Transcript

NARRATOR
Giving your readers enough detail is essential. Listening to novelists Michèle Roberts and Tim Pears, what do you think is the importance of detail to their storytelling? What sort of detail are they talking of? What does Roberts mean by ‘slowing down’? What effect does it have?
MICHÈLE ROBERTS
Well in Daughters of the House, I tried to slow down my writing and it wasn’t really in order to make evocations of place, it was in order to write better. Because I can write with great facility and I write very badly when I do that, and I’ve often found when I’m starting a novel, particularly if I’ve put it in the past tense and if I use a third person narrative, it’s terribly easy to get possessed by the ghost of Georgette Heyer.
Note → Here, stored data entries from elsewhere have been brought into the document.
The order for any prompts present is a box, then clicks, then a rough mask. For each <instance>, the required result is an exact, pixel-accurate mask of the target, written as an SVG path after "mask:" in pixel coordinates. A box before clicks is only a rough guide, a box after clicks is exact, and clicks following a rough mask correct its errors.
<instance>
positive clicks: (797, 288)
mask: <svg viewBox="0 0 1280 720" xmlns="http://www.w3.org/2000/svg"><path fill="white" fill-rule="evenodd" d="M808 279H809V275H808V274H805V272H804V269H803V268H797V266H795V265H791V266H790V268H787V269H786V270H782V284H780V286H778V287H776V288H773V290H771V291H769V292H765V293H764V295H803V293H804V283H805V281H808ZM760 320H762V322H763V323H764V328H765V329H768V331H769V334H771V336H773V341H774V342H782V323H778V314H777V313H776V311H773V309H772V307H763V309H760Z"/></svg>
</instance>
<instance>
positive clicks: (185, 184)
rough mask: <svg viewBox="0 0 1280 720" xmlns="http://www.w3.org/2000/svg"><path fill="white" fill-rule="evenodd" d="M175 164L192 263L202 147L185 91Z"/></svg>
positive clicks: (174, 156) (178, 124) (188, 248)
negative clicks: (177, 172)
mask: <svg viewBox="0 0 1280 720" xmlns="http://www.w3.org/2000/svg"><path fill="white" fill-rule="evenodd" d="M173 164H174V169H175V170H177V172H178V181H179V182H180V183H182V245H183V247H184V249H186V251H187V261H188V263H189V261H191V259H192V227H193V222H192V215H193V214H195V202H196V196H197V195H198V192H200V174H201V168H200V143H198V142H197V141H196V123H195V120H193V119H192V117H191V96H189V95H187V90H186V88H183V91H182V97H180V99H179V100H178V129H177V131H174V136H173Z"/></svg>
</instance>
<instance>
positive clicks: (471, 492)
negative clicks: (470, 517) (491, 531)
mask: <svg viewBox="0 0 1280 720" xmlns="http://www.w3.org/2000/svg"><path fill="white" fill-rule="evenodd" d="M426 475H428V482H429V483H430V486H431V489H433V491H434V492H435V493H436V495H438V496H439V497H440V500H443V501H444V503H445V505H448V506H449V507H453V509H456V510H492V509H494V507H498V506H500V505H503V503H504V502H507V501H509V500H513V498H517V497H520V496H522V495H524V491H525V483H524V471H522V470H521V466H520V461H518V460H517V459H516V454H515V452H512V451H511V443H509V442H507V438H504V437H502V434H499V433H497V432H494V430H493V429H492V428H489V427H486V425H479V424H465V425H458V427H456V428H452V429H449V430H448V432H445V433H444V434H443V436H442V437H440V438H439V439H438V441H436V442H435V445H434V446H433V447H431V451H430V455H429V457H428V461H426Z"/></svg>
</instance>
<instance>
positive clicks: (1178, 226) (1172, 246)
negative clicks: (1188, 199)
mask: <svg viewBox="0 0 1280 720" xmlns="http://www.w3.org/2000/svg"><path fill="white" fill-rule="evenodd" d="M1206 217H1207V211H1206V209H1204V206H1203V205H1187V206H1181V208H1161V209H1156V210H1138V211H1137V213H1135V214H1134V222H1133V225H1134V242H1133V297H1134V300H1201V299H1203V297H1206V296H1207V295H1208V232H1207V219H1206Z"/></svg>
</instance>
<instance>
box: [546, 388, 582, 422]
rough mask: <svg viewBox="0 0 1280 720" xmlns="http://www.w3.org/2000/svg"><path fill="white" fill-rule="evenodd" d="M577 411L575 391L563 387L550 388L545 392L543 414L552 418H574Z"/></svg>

Now I did love her when I was a little girl of 13, wanting to find out about sex and romance, but they are stories that just gallop off with you – they throw you across the saddle like the heroine is tossed over the saddle, and away you go. And actually for writing my own novels, this wouldn’t do. So to slow myself down, and slay the ghost of Georgette Heyer, I tried to turn into a kind of witnessing camera, I suppose, and look at things very closely, in great detail, and just use all my senses.
TIM PEARS
: In general, writing is about detail isn’t it? It’s about, when you’re reading a book, you’re reading about the moment and the description of small things is, I mean a novel is composed of lots and lots of moments, and lots of sentences and each sentence, I guess, is an attempt at something concrete in this strange symbolic form that language is so, it’s all about detail really.